2. D’altra parte, in previsione della nascita di un bambino malato la Chiesa insegna che è lecito ricorrere ai tempi di infertilità.
Parlando della paternità responsabile Paolo VI nell’enciclica Humanae vitae ha scritto: “In rapporto alle condizioni fisiche, economiche, psicologiche e sociali la paternità responsabile si esercita sia con la deliberazione ponderata e generosa di far crescere una famiglia numerosa, sia con la decisione, presa per gravi motivi e nel rispetto della legge morale, di evitare temporaneamente od anche a tempo indeterminato una nuova nascita” (Humanae Vitae 10).

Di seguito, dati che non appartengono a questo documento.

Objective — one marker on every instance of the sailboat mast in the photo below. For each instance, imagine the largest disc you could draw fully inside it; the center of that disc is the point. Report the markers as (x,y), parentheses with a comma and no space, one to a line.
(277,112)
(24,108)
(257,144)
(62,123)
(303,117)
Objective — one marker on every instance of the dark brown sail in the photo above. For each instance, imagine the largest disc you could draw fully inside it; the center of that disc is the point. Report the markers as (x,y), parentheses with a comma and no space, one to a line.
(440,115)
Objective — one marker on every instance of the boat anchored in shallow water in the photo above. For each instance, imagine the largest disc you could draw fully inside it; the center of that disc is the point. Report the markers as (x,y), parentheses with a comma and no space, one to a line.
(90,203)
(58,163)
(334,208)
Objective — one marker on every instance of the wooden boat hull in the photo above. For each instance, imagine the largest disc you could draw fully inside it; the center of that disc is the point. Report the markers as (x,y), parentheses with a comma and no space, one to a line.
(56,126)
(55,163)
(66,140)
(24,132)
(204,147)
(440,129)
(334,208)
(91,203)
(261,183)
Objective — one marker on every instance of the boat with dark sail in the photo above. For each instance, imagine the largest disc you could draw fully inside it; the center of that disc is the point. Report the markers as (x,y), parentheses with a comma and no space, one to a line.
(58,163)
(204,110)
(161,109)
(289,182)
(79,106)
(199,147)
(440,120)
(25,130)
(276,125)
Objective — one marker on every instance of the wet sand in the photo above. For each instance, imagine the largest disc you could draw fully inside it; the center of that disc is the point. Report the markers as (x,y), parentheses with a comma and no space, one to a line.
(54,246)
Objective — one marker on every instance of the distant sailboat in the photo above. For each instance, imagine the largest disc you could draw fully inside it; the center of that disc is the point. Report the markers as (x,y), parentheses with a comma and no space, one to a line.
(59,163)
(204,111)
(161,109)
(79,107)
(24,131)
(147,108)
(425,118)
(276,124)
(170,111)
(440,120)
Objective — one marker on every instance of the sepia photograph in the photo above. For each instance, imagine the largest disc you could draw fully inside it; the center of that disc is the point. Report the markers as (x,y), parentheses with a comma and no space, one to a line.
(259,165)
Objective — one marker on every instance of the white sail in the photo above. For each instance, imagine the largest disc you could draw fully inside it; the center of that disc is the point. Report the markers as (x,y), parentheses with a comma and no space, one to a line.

3. Inoltre non si può non tenere presente l’emotività che viene coinvolta quando si chiede se si è disposti a tenersi il bambino qualora risulti malato.
Insieme col divieto di abortire, è necessario proporre la disponibilità della Chiesa a farsi carico del bambino.
Nell’omelia della beatificazione di Madre Teresa di Calcutta, Giovanni Paolo II ha riportato le seguenti parole della Madre: “Se sentite che qualche donna non vuole tenere il suo bambino e desidera abortire, cercate di convincerla a portarmi quel bambino. Io lo amerò, vedendo in lui il segno dell’amore di Dio” (cfr. L’Osservatore Romano, 20-21 ottobre 2003, p. 8).
La ringrazio per la fiducia e La ricordo al Signore.